Limitations: Payers&Providers: administratively complex, defining units or service not always easy or feasible (think e-mailing/phoning provider)

2. Episodic or Case rate:

Benefits: Provider & payer – supports production (and producers) of “complete” healthcare within case/episode structure

Risks: Provider – managing and completing successful episodes. Payers – assuring providers don’t just pick easy cases/episodes

Limitations: Payer/Provider – identifying/defining meaningful cases/episodes that can be measured for payment.

3. Population based rates:

Benefits: Providers – ease of payment/billing & little restriction on how resources are spent/applied to get job done. Payers: Population basis provides incentives t providers to actually keep people well as opposed to wait for them to get sick.

Risks: Providers – adverse selection – population assigned is sicker than expected. Payors – positive selection or shirking – population is either more well then expected or providers don’t provide level of service expected.

Limitations: Payor and provider – transparency in effort and quality – not readily apparent how provider shows or payer knows when enough services or sufficient quality are being provided.

3) What are the two types of quality-based reimbursement mechanisms and how do they “fit” with the three general reimbursement types in Q #1?

1. Pay for Performance: (Additional) bonus payment paid out for hitting quality metric targets. This can fit with any of the three reimbursement types but is most salient for population rates where transparency of what is being done is (potentially) lowest.

2. Shared Savings: Bonus payments based on a portion of savings that accrue from reductions in services outside the reimbursed service (e.g. bonus payments to primary care based on reduced ED or inpatient expenditures). Shared savings are implicitly part of the benefits of “full” population rates – if you make savings in one place by investing in another you get the benefit. Otherwise they fit where one can attribute the savings to the “investment”. This is difficult for unit of service as its hard to figure out which units or combination create the “savings”. It works better with case/episode or partial population rates where you are more likely to be able to attribute “cause and effect”.

4) Suppose we wanted to estimate a unit of service reimbursement rate for the RN phone case management that we provide (and is not currently directly reimbursed). How might we approach this using the financial modeling we have developed or our business.

For the “basis” for unit of service rates you’d need to redo our cost allocation process to identify the fully allocated costs of RN case management as a ”new” final product and then divide that by some measure of “units” – e.g. number of phone calls.
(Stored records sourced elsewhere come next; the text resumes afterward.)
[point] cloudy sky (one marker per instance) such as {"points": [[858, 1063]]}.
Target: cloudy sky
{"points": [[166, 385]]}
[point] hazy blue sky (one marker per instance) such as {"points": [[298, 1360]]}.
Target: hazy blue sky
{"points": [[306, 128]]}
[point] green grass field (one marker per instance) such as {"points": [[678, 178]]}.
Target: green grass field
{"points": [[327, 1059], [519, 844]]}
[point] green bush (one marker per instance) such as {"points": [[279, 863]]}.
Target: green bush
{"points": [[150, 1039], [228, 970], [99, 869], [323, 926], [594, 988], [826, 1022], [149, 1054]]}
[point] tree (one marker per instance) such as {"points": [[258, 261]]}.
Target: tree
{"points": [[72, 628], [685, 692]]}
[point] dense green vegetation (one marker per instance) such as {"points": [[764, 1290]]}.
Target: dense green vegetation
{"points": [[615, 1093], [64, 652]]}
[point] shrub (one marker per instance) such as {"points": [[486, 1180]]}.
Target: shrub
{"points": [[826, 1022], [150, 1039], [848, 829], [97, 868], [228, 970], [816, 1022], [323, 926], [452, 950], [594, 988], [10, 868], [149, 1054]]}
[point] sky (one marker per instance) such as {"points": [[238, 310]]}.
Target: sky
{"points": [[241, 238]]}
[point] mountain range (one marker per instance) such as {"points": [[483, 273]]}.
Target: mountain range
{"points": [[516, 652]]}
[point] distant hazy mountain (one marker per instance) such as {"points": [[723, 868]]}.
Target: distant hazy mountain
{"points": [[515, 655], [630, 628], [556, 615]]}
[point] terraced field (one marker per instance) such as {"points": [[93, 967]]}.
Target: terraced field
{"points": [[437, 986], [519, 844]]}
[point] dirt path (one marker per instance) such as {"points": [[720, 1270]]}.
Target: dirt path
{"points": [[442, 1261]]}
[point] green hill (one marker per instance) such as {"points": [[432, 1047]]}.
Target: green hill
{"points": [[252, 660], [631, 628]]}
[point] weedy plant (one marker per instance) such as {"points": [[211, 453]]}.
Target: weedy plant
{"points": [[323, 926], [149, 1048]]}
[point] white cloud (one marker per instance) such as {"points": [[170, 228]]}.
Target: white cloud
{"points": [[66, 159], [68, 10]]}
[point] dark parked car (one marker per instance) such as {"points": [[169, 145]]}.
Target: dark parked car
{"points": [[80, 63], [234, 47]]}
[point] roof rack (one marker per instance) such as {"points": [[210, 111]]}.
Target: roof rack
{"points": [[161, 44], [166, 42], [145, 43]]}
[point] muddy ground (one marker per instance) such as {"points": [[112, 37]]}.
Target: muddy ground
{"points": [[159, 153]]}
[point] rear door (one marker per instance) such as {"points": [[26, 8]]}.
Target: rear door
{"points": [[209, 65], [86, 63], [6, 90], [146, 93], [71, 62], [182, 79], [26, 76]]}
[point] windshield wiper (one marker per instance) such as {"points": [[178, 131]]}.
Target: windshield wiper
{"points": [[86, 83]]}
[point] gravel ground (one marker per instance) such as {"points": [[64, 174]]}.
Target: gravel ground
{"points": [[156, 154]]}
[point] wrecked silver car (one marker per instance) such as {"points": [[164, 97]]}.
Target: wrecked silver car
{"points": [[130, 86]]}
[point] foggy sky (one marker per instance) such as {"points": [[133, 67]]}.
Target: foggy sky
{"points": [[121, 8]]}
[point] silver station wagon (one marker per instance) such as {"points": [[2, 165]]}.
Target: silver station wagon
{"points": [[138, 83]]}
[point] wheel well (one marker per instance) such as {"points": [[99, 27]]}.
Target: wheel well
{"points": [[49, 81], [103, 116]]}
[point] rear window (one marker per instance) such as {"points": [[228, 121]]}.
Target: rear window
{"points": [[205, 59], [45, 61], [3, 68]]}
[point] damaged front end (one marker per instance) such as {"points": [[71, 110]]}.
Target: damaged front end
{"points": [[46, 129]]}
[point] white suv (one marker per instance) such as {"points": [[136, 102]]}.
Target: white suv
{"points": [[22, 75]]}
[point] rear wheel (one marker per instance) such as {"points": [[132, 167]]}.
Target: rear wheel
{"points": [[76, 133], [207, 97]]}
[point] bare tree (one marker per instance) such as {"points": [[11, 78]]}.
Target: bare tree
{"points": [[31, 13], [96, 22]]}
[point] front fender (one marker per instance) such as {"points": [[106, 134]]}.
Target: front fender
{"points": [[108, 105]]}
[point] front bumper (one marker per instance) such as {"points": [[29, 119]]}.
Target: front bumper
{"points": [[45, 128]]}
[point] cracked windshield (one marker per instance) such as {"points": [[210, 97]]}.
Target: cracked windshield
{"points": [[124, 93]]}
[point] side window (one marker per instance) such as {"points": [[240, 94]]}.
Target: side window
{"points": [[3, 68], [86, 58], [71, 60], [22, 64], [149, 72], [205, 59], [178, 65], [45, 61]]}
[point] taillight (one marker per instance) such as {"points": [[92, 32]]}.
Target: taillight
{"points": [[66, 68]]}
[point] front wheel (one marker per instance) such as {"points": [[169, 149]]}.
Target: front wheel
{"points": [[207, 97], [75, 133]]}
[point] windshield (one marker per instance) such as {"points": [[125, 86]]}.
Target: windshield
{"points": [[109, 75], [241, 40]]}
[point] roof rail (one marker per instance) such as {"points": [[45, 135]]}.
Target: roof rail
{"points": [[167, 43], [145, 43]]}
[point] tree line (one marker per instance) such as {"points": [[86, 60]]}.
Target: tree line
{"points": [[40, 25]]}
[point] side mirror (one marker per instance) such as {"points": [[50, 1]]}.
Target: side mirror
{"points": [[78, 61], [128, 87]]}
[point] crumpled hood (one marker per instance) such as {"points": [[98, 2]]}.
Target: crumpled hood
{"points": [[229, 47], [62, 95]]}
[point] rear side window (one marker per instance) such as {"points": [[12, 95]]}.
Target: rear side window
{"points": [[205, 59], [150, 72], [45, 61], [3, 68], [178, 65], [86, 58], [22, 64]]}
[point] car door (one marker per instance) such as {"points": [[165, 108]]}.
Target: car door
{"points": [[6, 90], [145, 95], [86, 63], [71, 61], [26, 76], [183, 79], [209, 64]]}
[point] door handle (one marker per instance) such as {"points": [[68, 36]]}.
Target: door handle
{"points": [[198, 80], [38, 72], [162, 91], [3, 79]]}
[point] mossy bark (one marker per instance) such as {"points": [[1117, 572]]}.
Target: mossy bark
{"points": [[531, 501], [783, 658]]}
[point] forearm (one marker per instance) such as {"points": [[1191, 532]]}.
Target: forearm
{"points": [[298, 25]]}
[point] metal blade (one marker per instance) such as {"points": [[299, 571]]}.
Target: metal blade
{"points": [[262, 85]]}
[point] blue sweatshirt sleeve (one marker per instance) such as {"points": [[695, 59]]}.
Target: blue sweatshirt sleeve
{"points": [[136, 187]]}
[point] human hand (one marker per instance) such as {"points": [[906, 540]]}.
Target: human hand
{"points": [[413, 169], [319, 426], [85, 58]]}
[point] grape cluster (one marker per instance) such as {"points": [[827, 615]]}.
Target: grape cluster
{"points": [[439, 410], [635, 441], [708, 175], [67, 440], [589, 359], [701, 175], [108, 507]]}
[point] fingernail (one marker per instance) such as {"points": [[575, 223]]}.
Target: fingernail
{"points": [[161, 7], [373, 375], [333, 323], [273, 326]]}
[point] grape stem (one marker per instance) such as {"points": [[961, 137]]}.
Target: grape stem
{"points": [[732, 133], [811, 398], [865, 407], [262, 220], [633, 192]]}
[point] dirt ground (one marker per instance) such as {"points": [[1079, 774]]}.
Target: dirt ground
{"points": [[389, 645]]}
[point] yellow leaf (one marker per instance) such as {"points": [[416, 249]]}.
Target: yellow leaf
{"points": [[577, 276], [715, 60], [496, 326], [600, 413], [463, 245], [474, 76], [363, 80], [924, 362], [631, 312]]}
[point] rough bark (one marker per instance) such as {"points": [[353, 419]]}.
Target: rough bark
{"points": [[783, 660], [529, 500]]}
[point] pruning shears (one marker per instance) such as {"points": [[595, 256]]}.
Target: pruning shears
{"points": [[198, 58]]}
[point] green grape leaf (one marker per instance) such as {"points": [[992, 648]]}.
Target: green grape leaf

5) What is an example of how moving our business from FFS to episode/case or population-based reimbursement might affect the way we value different parts of our business model (or differently value existing parts)?

If we moved to episode/case or population-based reimbursement we are likely to better value (or have external parties better recognize the value we see) in things like RN case management, consultants and CHWs. These are either indirectly (RN/CHW) or less well (consultants) reimbursed elements of what we do under our current FFS reimbursement but are likely critical elements in assuring that patients get and complete comprehensive care (episode/case) and/or that we connect with our community to assure that those who are in need actually get services (population-based).